Before we go any further, it still deserves the attention that there is sometimes a confusing use of terms in hi-fi countries. For several audiophiles, a monitor will be just a small speaker for a studio with certain very specific characteristics, such as extremely neutral, near-field and perhaps active. A bookshelf model is for them just more for home, so there is a difference. A third term that we also see is standard speaker: explicitly mentioned by the manufacturer because those big guys really only work on loudspeaker stands. Consider, for example, the new Monitor Audio Studio , in which the communication devotes a great deal of attention to the standard to be delivered, the Monitor Audio Stand.

Bookshelf speaker

Of course, the name bookshelf speaker in the first place gives you an idea of ​​the format: a speaker that fits perfectly on a bookshelf. We can recall enough setups with such a solution keeping the speakers of a streaming kit at more or less the correct height above the ground. And if there were a window sill beneath the window behind my workstation, my Ruark desktop speakers might also be a bit higher instead of on the desktop. Just for variation.

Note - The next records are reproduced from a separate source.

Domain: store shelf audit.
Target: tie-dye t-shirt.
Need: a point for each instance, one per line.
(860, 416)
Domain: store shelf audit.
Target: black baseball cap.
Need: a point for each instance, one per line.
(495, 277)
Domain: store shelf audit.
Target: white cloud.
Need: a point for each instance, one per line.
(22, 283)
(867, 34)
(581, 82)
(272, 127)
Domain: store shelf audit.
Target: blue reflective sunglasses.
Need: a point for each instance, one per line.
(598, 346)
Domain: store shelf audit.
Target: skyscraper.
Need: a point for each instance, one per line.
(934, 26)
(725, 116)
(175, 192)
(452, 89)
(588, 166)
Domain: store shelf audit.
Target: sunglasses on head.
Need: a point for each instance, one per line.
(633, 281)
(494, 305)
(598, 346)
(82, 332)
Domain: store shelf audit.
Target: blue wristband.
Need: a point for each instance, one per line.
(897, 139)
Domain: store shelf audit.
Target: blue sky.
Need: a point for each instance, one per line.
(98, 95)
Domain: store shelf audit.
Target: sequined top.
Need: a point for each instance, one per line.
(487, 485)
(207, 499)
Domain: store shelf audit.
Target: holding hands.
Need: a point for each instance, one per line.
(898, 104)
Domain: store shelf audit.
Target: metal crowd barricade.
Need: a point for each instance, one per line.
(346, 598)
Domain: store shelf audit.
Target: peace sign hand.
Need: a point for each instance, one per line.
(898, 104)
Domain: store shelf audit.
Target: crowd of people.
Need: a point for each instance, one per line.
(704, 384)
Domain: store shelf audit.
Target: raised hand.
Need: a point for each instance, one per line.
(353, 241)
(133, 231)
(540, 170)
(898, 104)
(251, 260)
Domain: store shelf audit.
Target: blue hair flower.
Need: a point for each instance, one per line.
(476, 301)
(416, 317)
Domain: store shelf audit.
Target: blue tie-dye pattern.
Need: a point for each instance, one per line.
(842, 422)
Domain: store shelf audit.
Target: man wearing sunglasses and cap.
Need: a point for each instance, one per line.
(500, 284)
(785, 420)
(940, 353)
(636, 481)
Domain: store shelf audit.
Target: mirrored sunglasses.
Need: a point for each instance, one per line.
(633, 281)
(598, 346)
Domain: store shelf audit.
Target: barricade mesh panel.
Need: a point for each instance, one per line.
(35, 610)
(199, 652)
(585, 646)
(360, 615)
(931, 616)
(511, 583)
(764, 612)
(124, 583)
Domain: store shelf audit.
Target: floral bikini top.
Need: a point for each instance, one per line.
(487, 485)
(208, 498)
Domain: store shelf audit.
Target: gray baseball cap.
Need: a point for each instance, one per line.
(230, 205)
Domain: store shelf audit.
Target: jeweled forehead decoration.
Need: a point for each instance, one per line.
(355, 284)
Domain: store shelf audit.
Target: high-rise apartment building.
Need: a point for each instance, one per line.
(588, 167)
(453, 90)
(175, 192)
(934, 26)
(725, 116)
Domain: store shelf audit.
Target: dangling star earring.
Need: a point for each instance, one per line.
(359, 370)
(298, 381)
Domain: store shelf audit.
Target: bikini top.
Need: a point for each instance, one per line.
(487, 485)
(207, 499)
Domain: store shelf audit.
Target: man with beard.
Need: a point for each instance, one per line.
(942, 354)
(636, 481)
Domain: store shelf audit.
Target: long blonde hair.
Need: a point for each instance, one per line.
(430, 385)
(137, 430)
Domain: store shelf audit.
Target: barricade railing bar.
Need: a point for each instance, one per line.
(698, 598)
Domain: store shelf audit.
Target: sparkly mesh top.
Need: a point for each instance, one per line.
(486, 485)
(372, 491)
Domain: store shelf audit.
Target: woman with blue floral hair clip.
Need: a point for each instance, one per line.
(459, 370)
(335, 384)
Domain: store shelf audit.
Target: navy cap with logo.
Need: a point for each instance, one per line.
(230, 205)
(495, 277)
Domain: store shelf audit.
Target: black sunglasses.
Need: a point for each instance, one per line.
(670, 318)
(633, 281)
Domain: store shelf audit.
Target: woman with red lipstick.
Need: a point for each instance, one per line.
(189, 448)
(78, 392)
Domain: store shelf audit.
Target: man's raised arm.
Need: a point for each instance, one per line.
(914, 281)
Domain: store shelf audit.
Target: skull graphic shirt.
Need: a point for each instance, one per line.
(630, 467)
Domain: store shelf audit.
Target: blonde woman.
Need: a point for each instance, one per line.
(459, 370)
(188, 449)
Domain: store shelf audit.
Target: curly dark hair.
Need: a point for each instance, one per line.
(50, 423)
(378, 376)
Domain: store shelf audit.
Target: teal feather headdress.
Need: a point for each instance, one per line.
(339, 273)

Also an option: this bookshelf is a speaker

A standard is the standard

However, anyone who has serious (er) intentions with a stereo set in which two monitors serve the viewers, does well to look at a serious standard. Because we also need to avoid all other alternatives of a dedicated standard as much as possible. This therefore applies to sideboards, bedside tables, TV furniture and desktops. And for the following reason: loudspeaker stands are specially designed to get the best out of the speakers, especially when it comes to the standard that you can optionally order from the speaker itself.

That is what a loudspeaker standard does by controlling vibrations, reducing early reflections and ensuring the right amount of high tones. Let’s take a closer look at those points.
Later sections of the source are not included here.